Porostimur.com, Ambon – Upaya melestarikan warisan budaya Maluku terus digencarkan melalui kegiatan Revitalisasi Tari Tradisional Maluku yang digelar dalam bentuk workshop dan festival di Aula Serba Guna, Kota Ambon, Sabtu (30/5/2026).
Sebanyak 250 peserta yang terdiri dari pelajar, mahasiswa, dan guru Seni Budaya tingkat SMP se-Kota Ambon ambil bagian dalam kegiatan ini. Mereka terlibat aktif dalam rangkaian pembelajaran hingga pementasan sebagai bentuk penguatan identitas budaya lokal.
Perkuat Pendidikan Seni dan Karakter
Kegiatan ini terselenggara dengan dukungan pendanaan Kementerian Kebudayaan melalui program Dana Indonesiana, sebagai bagian dari upaya memperkuat ekosistem kebudayaan sekaligus mendorong regenerasi pelaku seni.

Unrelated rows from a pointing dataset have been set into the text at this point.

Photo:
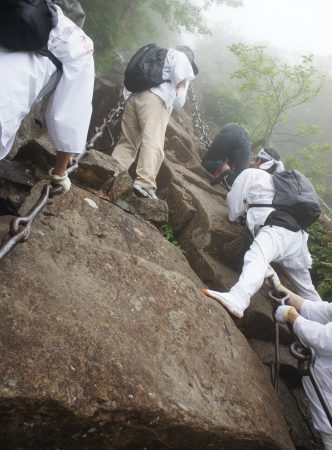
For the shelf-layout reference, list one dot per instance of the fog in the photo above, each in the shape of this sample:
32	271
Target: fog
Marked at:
302	26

Kepala Dinas Pendidikan Kota Ambon dalam sambutannya menegaskan pentingnya pendidikan seni sebagai ruang pembentukan karakter dan kreativitas generasi muda.
Ia menyebut seni tari tidak hanya menjadi media ekspresi, tetapi juga sarana menanamkan kecintaan terhadap budaya daerah.
Hadirkan Narasumber Berkompeten
Rangkaian workshop menghadirkan tiga narasumber, yakni Septi Jumiati, Intan Purnamasari, dan Dr. Henry Sopacua.
Materi yang disampaikan berfokus pada penguatan pembelajaran seni tari, mulai dari strategi pengajaran, pengembangan praktik kreatif, hingga pendalaman nilai dan konteks budaya dalam tari tradisional Maluku.